Mas isso mudou e cada vez mais cubanos estão optando por ficar no Brasil. Orlando é um deles. Ele trabalhava no setor de importação e distribuição de alimentos em Cuba, ganhando 2.500 pesos por mês, mas relata que não conseguia mais pagar as contas e ajudar sua mãe. “Um saco de 2,5 kg de frango custa 1.700 pesos [cerca de R$ 360].” No Brasil, trabalha como garçom em um restaurante em São Paulo.

A intensificação da entrada de cubanos no país também é um desafio para o Conare (Comitê Nacional para Refugiados), vinculado ao Ministério da Justiça. Devido ao perfil migratório frequentemente ligado a questões econômicas, os migrantes de Cuba às vezes não cumprem os critérios de asilo concedidos a cidadãos que sofrem perseguições em seu país ou são vítimas de violações de direitos humanos.

Até agora, o Brasil reconheceu 1.043 cubanos como refugiados. A maioria – 843 – por medo de expressar suas opiniões políticas em Cuba. Especialistas que acompanham o caso exigem que o órgão desenvolva alguma forma de proteção subsidiária para cidadãos de países como Cuba, para que os imigrantes não esperem anos por uma resposta às suas demandas.

E o roteiro obviamente se tornou uma bomba-relógio para o regime cubano. O êxodo histórico visto na ilha pode acelerar o encolhimento da população, bem como expulsar a força de trabalho. As projeções da ONU mostram que a população de Cuba, que atualmente é de cerca de 11,2 milhões de pessoas, cairá para 10 milhões em 2050. Até o ultimate do século, serão cerca de 6,5 milhões – número semelhante ao da década de 1950.

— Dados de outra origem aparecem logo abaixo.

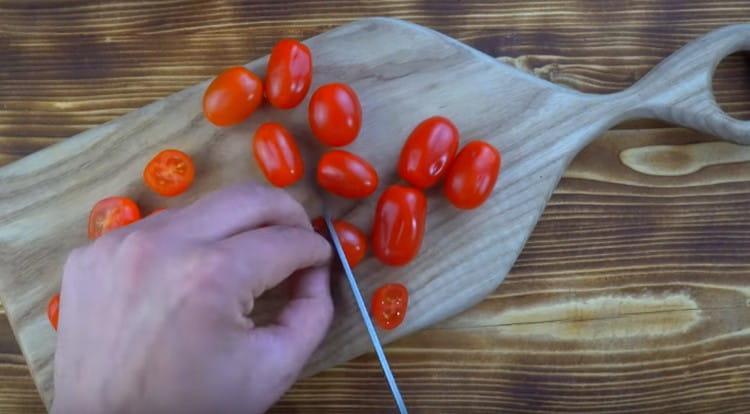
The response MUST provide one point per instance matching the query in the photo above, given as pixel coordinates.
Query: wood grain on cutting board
(584, 217)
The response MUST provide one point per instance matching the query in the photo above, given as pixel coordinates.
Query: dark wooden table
(633, 293)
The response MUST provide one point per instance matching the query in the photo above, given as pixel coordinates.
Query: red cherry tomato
(389, 304)
(289, 74)
(169, 173)
(277, 155)
(53, 310)
(399, 225)
(111, 213)
(472, 176)
(428, 152)
(334, 114)
(232, 96)
(346, 175)
(353, 241)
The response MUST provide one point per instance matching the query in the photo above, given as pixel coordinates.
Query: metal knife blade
(363, 312)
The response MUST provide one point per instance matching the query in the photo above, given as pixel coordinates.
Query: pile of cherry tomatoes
(429, 155)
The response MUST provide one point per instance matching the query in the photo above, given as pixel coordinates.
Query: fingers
(264, 257)
(237, 209)
(304, 322)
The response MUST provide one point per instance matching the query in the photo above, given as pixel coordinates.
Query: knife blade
(365, 315)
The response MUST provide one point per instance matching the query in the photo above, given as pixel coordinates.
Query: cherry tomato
(472, 176)
(277, 155)
(389, 304)
(53, 310)
(111, 213)
(353, 241)
(289, 74)
(334, 114)
(232, 96)
(399, 225)
(169, 173)
(346, 174)
(428, 152)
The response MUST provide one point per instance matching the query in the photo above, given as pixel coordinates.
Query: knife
(365, 315)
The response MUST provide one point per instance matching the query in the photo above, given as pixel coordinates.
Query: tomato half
(289, 74)
(399, 225)
(353, 241)
(428, 152)
(335, 114)
(169, 173)
(277, 155)
(232, 96)
(112, 213)
(389, 304)
(346, 174)
(53, 310)
(473, 175)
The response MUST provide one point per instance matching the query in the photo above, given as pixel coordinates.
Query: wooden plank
(585, 45)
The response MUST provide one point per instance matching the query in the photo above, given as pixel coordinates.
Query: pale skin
(154, 316)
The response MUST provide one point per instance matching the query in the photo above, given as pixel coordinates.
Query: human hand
(153, 316)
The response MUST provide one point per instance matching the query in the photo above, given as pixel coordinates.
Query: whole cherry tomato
(53, 310)
(277, 155)
(232, 96)
(169, 173)
(399, 225)
(389, 304)
(353, 241)
(111, 213)
(428, 152)
(289, 74)
(335, 114)
(472, 176)
(346, 175)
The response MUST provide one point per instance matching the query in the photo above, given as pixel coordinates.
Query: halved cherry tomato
(346, 174)
(352, 239)
(428, 152)
(169, 173)
(335, 114)
(399, 225)
(53, 310)
(277, 155)
(232, 96)
(473, 175)
(111, 213)
(389, 304)
(289, 74)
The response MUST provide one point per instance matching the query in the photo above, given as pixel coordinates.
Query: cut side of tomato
(53, 310)
(112, 213)
(169, 173)
(389, 304)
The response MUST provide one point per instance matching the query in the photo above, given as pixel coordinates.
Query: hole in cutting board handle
(731, 85)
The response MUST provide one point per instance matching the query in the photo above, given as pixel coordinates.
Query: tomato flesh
(53, 310)
(112, 213)
(334, 114)
(428, 152)
(389, 305)
(346, 174)
(473, 175)
(399, 225)
(277, 155)
(169, 173)
(289, 74)
(232, 97)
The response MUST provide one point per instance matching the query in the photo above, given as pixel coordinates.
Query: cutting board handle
(679, 90)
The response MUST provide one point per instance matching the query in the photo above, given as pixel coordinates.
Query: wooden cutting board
(403, 73)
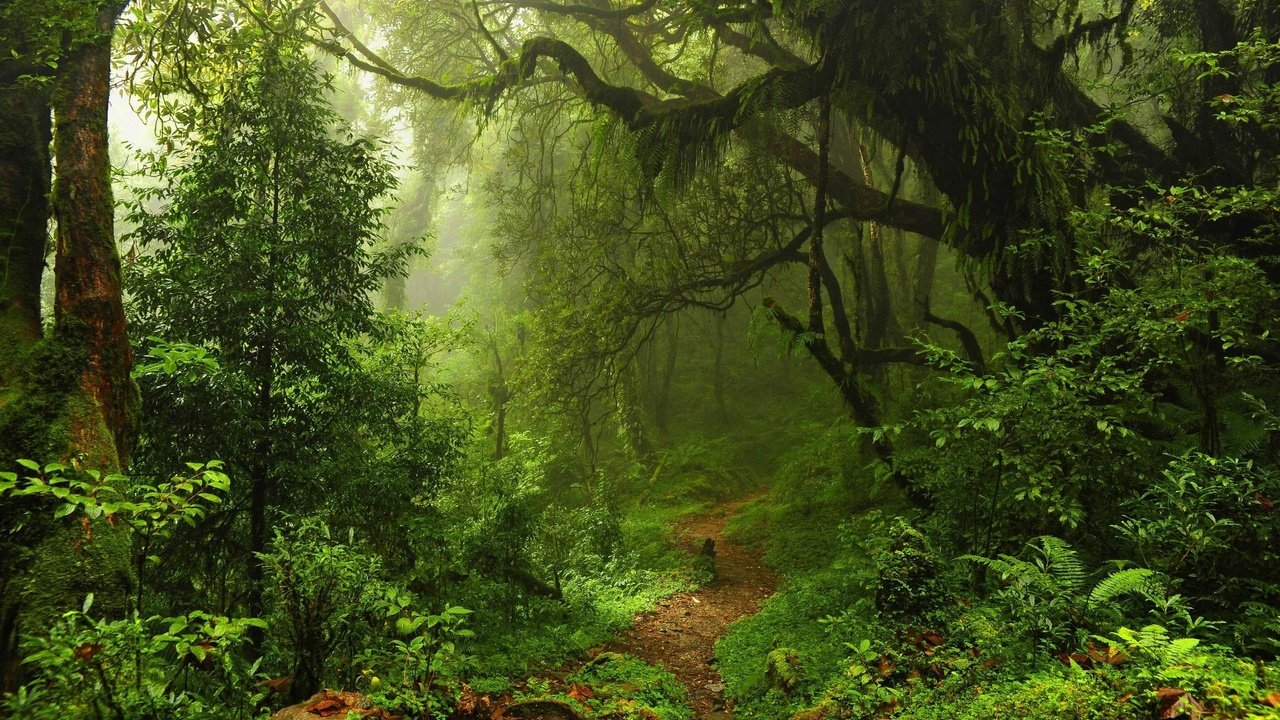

Na fronteira EUA-México, um número recorde de cubanos tentou entrar em território norte-americano no último ano fiscal, encerrado em setembro. Eram 220.000 cubanos – 2% da população da ilha. E o endurecimento das medidas de expulsão impostas pelo governo de Joe Biden pode obrigar os cubanos a buscarem outros destinos, e o Brasil é um deles.

Embora a crise econômica seja um dos principais motivadores, Juan Pappier, pesquisador sênior para as Américas da ONG Human Rights Watch, diz que o fator político é inseparável. “Há uma crise de direitos civis e políticos junto com a intensificação da repressão. Depois das recentes manifestações, são mais de mil presos políticos” – explica o pesquisador.

“O contrato social foi quebrado em Cuba. O Estado não garante mais a qualidade de vida de seus cidadãos”.

Depois dos primeiros meses no Brasil, Mercedes e Orlando dizem que querem ficar, principalmente pela oportunidade econômica. Cabrera, mesmo conhecendo o país em um de seus momentos de maior polarização política, diz estar vivendo algo que não conhecia. “Somos livres para dizer o que acreditamos para outras pessoas que respeitam nossas opiniões.”